Netflix’s single-room stage play adaptation fails as an “important” look at race relations.
Netflix’s American Son is a big, bold story about modern race relations in America, or at least that’s what it wants to be. Instead, director Kenny Leon’s adaptation of the Christopher Demos-Brown play feels like a heavy-handed after-school special. Remaining wholly faithful to the play, the film stars Kerry Washington and Steven Pasquale as estranged couple Kendra and Scott. They butt heads all night at the police station as they await word of what’s happened to their teenage son Jamal, who hasn’t come home from a night out with friends.
You can see where this is going from the setup. The audience waits on the edge of their seats to know whether the vague and mysterious “incident” Jamal’s been involved in is yet another police shooting of an unarmed black man. You can see it in Kendra’s (Washington) face. Indeed, Washington’s range is one of the films few assets. She acts the hell out of a script that has her deliver ham-fisted monologue after ham-fisted monologue.
And that’s the bulk of the film, too. We never leave the police station waiting room (save for a couple of dialogue-less flashbacks) and instead watch the only four characters in the script either deliver long, in-your-face speeches about RACE IN AMERICA TODAY! Or, alternately, long, in-your-face speeches about how Kendra and all other black people need to quit whining so much.
American Son has all the subtlety and nuance of Driving Miss Daisy (which is to say almost none), albeit with a more interesting and complex message. It just doesn’t know how to deliver that message in any other way than having characters deliberately shout it at you.
The single-room conceit also unfortunately works against the film. Everything about it feels like a play instead of an adaptation of one, which makes sense once you realize that the bulk of Leon’s directing experience is on Broadway, not behind the camera. He doesn’t seem to know how to make the tension in the room interesting to watch.
American Son has all the subtlety and nuance of Driving Miss Daisy (which is to say almost none), albeit with a more interesting and complex message.

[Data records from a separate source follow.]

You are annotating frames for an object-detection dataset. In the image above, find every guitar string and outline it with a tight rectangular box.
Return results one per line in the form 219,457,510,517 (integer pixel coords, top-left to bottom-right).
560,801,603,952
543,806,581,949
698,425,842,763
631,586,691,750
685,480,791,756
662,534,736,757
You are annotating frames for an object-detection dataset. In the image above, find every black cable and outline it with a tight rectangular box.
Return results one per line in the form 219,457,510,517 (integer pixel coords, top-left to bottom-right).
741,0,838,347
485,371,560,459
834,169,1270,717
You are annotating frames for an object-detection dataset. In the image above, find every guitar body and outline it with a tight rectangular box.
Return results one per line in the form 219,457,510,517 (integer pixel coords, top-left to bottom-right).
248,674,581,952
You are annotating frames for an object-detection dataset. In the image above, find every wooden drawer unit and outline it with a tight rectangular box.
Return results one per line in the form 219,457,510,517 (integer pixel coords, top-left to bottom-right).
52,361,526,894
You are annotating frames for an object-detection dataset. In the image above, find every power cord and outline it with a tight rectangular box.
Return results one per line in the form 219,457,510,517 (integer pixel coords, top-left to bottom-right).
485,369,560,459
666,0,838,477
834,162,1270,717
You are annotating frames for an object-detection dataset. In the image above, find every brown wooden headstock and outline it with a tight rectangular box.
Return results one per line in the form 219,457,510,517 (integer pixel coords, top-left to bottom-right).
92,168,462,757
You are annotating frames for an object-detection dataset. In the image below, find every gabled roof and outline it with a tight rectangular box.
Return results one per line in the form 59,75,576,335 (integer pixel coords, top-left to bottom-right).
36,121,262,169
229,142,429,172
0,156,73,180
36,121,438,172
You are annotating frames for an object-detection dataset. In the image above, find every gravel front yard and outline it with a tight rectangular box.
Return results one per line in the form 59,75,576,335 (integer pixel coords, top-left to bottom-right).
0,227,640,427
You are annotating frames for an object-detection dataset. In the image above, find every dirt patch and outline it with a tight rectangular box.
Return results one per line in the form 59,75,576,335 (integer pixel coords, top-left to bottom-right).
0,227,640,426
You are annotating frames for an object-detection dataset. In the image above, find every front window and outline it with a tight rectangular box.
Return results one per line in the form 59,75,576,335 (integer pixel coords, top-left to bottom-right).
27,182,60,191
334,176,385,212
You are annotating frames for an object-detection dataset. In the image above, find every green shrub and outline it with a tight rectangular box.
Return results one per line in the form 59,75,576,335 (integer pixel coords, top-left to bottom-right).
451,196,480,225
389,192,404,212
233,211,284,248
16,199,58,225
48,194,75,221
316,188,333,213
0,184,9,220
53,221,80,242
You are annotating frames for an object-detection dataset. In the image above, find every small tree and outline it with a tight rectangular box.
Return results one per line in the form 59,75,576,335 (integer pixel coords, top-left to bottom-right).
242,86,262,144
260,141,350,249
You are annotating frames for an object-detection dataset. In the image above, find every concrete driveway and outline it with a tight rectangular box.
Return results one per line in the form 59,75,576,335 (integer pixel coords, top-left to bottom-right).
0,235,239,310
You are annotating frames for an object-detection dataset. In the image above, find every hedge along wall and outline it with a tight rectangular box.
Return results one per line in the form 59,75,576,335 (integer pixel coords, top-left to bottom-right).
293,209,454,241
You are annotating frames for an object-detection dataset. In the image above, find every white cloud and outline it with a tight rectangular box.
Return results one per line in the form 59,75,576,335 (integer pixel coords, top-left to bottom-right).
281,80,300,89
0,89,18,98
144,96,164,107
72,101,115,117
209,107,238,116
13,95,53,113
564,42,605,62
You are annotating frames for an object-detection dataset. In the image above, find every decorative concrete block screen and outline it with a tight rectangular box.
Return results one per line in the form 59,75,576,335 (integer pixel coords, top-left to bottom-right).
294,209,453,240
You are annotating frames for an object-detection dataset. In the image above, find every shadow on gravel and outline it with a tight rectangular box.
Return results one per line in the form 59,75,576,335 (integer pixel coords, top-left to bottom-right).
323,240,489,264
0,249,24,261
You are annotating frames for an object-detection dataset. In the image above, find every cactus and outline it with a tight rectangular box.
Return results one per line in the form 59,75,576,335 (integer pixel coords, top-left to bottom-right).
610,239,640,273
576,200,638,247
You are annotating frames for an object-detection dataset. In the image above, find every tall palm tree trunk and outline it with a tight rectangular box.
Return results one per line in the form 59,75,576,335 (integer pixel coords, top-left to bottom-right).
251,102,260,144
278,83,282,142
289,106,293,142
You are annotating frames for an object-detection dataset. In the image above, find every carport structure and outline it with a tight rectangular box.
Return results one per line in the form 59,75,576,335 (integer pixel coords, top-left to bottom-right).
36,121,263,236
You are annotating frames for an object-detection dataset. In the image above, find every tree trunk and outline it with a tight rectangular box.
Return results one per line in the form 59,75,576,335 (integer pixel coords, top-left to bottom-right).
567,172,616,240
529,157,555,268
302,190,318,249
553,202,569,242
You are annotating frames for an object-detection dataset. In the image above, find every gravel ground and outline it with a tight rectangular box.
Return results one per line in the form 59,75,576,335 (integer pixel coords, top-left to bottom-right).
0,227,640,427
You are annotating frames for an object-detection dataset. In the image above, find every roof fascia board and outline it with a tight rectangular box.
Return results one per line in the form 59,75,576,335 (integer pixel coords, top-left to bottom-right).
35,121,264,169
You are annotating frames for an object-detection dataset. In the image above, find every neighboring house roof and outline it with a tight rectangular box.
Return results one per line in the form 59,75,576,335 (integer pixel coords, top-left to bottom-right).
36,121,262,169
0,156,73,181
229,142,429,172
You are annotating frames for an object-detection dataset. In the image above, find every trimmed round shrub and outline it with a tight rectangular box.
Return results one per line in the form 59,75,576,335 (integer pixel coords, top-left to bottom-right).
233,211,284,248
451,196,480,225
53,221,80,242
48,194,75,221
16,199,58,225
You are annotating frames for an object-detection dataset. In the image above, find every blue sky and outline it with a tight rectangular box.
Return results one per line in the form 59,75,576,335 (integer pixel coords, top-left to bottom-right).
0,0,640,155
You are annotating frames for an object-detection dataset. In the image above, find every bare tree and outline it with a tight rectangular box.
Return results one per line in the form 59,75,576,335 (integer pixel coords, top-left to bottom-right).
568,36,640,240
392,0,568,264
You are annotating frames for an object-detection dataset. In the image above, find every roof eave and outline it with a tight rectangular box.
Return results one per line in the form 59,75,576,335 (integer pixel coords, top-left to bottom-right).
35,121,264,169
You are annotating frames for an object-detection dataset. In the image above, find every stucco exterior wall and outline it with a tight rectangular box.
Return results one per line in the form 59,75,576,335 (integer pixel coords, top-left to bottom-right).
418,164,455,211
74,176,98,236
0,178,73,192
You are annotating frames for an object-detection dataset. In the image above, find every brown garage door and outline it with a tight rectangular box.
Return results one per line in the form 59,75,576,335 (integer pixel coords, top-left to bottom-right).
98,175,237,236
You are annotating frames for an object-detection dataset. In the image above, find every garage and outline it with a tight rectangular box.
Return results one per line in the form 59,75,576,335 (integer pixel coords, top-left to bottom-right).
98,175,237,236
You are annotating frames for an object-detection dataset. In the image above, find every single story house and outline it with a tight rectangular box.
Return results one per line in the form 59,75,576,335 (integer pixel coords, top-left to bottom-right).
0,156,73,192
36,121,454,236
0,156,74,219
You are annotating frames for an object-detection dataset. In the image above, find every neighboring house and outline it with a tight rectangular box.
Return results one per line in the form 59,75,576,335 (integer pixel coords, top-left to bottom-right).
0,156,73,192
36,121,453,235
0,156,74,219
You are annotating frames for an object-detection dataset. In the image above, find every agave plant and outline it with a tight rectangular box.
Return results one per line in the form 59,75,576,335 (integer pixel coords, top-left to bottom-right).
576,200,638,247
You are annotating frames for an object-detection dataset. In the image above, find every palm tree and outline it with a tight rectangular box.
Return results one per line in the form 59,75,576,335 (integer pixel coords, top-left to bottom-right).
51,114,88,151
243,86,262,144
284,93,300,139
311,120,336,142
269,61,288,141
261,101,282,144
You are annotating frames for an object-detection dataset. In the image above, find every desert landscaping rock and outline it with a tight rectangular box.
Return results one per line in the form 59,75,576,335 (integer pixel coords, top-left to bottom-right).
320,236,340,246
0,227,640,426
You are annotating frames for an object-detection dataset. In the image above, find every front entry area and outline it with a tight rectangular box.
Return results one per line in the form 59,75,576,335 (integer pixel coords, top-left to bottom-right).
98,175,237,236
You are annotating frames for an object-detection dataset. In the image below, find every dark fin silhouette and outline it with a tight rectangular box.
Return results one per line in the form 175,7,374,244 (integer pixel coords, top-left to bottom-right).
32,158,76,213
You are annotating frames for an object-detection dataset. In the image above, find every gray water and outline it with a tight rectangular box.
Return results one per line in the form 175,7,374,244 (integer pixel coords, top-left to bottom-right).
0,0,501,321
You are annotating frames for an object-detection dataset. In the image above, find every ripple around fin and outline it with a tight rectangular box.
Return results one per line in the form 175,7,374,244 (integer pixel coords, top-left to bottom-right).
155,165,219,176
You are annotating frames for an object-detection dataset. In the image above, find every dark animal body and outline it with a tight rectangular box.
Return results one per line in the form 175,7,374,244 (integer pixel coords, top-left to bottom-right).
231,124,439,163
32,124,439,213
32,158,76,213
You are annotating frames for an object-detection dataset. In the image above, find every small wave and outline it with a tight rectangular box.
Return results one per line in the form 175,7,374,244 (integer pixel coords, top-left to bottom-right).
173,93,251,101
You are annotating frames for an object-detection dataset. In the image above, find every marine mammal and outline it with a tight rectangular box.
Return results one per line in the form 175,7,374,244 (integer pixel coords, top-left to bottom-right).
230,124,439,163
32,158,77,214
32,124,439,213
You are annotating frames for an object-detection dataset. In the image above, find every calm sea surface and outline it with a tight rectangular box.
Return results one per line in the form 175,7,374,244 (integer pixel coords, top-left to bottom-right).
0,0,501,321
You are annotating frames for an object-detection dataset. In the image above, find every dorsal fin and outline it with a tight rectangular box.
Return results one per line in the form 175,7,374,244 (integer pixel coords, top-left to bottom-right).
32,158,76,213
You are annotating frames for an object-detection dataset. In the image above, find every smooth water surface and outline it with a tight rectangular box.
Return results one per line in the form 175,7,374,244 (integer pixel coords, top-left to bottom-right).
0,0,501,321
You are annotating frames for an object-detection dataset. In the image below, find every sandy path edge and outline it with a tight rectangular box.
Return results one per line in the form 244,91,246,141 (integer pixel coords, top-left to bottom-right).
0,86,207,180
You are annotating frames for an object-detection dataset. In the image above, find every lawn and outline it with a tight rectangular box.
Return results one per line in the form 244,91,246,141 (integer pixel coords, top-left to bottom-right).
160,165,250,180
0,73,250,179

Leon could’ve taken a few lessons from 2014’s Locke, which takes the one-room a step further by featuring Tom Hardy as the lone actor who spends the entire movie driving in his car. And yet it was captivating. American Son is not.
From the film’s opening with a Ta-Nehisi Coates quote, it tries to proclaim itself a thoroughly modern and important work, but there’s a thick layer of schmaltz that it can never really shake. A tinkling piano score and plenty of softly blurry shots of rain hitting the precinct window will have you rolling your eyes.
On some level you could argue it’s good if not thoroughly refreshing to have a film be so blunt in its racial politics, but that doesn’t make it very interesting to watch. Netflix’s other big drama about race, When They See Us, managed to do it much better. Granted, it had more time with a multiepisode format, but it still could teach American Son a thing or two about riding the line between trusting your audience to understand you without spelling it all out while still being crystal clear in the messaging.
Overall, Washington is the standout here while everyone else ranges from perfectly adequate to stilted. With so little else to keep your attention (unless you really enjoy being lectured), it’s just not worth your time, even with the meager 90-minute runtime.